Nonetheless, I agree that the offenses at issue are violent felonies under the ACCA’s residual clause. A conviction under Ohio’s aggravated assault statute requires proof that a defendant knowingly “[c]ause[d] serious physical harm to another or to another’s unborn” or “[c]ause[d] or attempted] to cause physical harm to another or another’s unborn by means of a deadly weapon or dangerous ordnance.” Ohio Rev.Code Ann. § 2903.12(A). Such conduct indisputably presents a “serious potential risk of physical injury to another.” See 18 U.S.C. § 924(e)(2)(B)(ii). The same can be said of section A of Ohio’s felonious-assault statute, which has identical language to the aggravated-assault statute but does not contain the mitigating element of provocation. See State v. Deem, 40 Ohio St.3d 205, 533 N.E.2d 294, 299 (1988). Further, these offenses involve the type of purposeful, violent and aggressive conduct required by Begay v. United States, 553 U.S. 137, 144-45, 128 S.Ct. 1581, 170 L.Ed.2d 490 (2008).
Accordingly, I concur.

. I quote the entirety of the De Leon Castellanos discussion of the issue:
De Leon argues that because bodily harm can result from " 'intellectual force’ like guile or deception,” a bodily harm battery *405under section 5/12-3.2(a)(l) does not have as an element the use, threat, or attempted use of physical force. De Leon notes that a person could trick another into drinking poison and be found guilty of battery for causing bodily harm. Illinois courts have not had to consider whether guile or deception resulting in bodily harm is the equivalent of force; we note, however, that Illinois punishes poisoning in a separate statute. See 720 111. Comp. Stat. 5/12-4(c). Other courts have said that this kind of battery entails force:
[A] battery is committed where one person administers a drug to another by inducing the other voluntarily to take the drug in the belief that he is taking some other substance, or by placing the drug in some otherwise harmless substance and inducing the other to take such substance without knowledge that it contains a drug. The deceit practiced in such a case by means of which the person is induced to take the drug, is a fraud on his will equivalent to force.

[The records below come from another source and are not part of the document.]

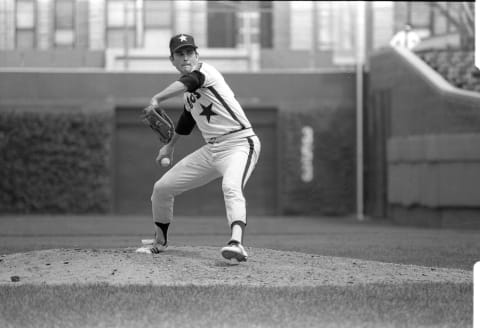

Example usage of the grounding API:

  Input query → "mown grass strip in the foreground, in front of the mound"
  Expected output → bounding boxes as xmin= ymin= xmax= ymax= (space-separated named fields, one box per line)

xmin=0 ymin=283 xmax=473 ymax=328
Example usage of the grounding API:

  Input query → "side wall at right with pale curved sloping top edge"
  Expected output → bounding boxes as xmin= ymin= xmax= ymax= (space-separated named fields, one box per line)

xmin=368 ymin=48 xmax=480 ymax=226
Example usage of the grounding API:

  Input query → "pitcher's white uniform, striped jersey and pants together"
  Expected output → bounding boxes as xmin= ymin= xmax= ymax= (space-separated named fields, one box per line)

xmin=151 ymin=59 xmax=261 ymax=231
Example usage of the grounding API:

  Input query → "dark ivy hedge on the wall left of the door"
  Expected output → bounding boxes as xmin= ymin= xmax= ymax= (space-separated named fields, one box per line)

xmin=0 ymin=104 xmax=114 ymax=213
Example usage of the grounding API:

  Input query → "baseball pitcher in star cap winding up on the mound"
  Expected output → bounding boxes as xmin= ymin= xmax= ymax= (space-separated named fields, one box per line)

xmin=137 ymin=34 xmax=260 ymax=262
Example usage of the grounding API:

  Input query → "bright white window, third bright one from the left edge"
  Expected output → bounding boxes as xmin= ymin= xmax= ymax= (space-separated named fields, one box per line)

xmin=107 ymin=0 xmax=136 ymax=48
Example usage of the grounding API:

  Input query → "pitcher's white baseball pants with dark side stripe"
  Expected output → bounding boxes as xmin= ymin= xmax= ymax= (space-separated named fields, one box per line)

xmin=151 ymin=136 xmax=261 ymax=226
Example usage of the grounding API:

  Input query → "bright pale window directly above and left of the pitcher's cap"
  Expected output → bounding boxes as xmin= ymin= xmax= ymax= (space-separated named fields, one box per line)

xmin=143 ymin=0 xmax=173 ymax=49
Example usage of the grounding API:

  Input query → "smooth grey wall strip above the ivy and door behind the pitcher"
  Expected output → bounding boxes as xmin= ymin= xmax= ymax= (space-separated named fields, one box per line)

xmin=0 ymin=69 xmax=355 ymax=110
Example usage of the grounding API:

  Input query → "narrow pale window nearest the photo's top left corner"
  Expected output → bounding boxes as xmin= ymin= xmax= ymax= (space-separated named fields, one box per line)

xmin=15 ymin=0 xmax=35 ymax=49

Smith v. Smith, 194 S.C. 247, 9 S.E.2d 584, 589-90 (1940); see also Commonwealth v. Gregory, 132 Pa.Super. 507, 1 A.2d 501, 505 (1938) (tricking patient to consent to medical examination was fraud on the will of the victim equivalent to force); Carr v. State, 135 Ind. 1, 34 N.E. 533, 534 (1893) (inducing victim to take explosives by misrepresenting their dangerousness is battery as defendant sets in motion that which causes injury); Commonwealth v. Stratton, 114 Mass. 303, 305-06 (1873) (same). We see no reason to think Illinois would treat the matter differently.
Accordingly, Johnson does not call into question our earlier decisions in LaGuerre [v. Mukasey, 526 F.3d 1037 (7th Cir.2008)] and [United States v.] Upton [512 F.3d 394 (7th Cir.2008) ], and we follow them here. De Leon’s conviction of domestic battery for causing bodily harm to his wife is a crime of violence, and he is therefore ineligible for cancellation of removal. The petition for review is DENIED.

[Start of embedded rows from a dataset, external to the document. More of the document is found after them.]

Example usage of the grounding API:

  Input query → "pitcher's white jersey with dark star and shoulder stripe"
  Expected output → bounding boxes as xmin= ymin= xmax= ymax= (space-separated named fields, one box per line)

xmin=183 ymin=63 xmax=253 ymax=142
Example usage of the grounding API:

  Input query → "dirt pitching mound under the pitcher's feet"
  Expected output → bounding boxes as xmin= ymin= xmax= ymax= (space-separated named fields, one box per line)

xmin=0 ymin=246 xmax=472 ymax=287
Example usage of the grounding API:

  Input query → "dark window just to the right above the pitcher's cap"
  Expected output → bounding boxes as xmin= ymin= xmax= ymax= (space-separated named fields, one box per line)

. "Given the similarity between the ACCA's definition of "violent felony” and the definition of "crime of violence” contained in the pertinent Guidelines provision, courts, including this one, have taken the position that authority interpreting one phrase is generally persuasive when interpreting the other.” United States v. Vanhook, 640 F.3d 706, 712 n. 4 (6th Cir.2011).